How long does a federal criminal case take?
It varies widely. The investigation alone can run months or years before any charge. After the government charges a case, it commonly takes many months to resolve, and longer if it proceeds to trial or appeal.
Do most federal cases go to trial?
No. The large majority of federal cases end in a negotiated plea. That does not make the defense any less important — the terms of a resolution and the sentence that follows depend heavily on the defense built before anyone enters a plea.
What are the United States Sentencing Guidelines?
The Guidelines are a framework that converts the facts of an offense and a defendant’s criminal history into an advisory sentencing range. A federal judge must calculate and consider the range but may sentence outside it, because the Guidelines are advisory.
Is there parole in the federal system?
No. Congress abolished parole for federal offenses committed after November 1, 1987. A defendant serves a federal sentence in full, reduced only by limited good-conduct time and the earned time credits available under the First Step Act.

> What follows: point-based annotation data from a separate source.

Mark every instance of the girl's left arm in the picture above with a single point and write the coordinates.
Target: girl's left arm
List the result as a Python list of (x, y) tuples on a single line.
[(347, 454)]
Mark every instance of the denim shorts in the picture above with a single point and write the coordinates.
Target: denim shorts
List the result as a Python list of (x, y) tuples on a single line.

Can I appeal a federal conviction?
Yes. You can challenge a federal conviction or sentence on direct appeal in the U.S. court of appeals and, in defined circumstances, through post-conviction motions such as a motion under 28 U.S.C. Section 2255. Strict deadlines apply to both.
Do you handle federal cases outside South Carolina?

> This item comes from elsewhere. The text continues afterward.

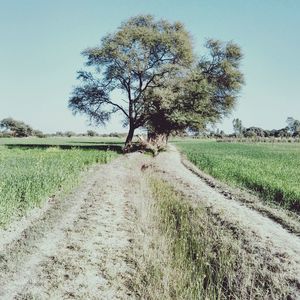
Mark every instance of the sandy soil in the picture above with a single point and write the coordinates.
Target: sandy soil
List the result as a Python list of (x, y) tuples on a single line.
[(264, 232), (76, 248), (79, 247)]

Yes. Our federal criminal defense practice represents clients in federal courts nationwide. Elizabeth Franklin-Best is admitted to all U.S. Circuit Courts of Appeals and the U.S. Supreme Court, and appears in U.S. District Courts across the country through pro hac vice admission.

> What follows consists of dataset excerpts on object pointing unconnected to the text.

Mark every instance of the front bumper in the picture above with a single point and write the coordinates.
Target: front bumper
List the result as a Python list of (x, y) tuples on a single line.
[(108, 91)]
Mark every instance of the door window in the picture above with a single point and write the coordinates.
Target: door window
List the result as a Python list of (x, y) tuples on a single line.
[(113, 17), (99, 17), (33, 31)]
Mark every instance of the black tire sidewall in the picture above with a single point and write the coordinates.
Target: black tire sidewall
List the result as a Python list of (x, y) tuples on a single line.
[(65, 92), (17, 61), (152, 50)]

How much does an initial consultation cost?
Our initial consultation is paid: one hour with our team to review your situation in confidence and explain how a defense would take shape. You can schedule it through our booking page.
What recent Supreme Court decisions affect federal criminal cases?
Several. Between 2023 and 2025 the Court narrowed wire fraud (Ciminelli), aggravated identity theft (Dubin), federal-program bribery (Snyder), obstruction (Fischer), and bank-related false statements (Thompson), while approving fraudulent-inducement fraud theories (Kousisis) and requiring a jury finding for the Armed Career Criminal Act’s separate-occasions element (Erlinger). Whether any of these helps depends on the charge — reviewing them is a routine part of how we evaluate a case.
Can a federal sentence be reduced after it is imposed?
Sometimes. The main routes are retroactive Guidelines amendments under 18 U.S.C. 3582(c)(2) — including the 2023 criminal-history amendment — compassionate release under 3582(c)(1)(A), Rule 35 motions, and a successful appeal or 2255 proceeding. Eligibility is case-specific and deadline-sensitive, so the analysis should happen promptly.
How long do I have to appeal a federal conviction?
Generally fourteen days from the entry of judgment under Federal Rule of Appellate Procedure 4(b). The window is short and strictly enforced in practice, so appellate counsel should be involved before sentencing whenever possible.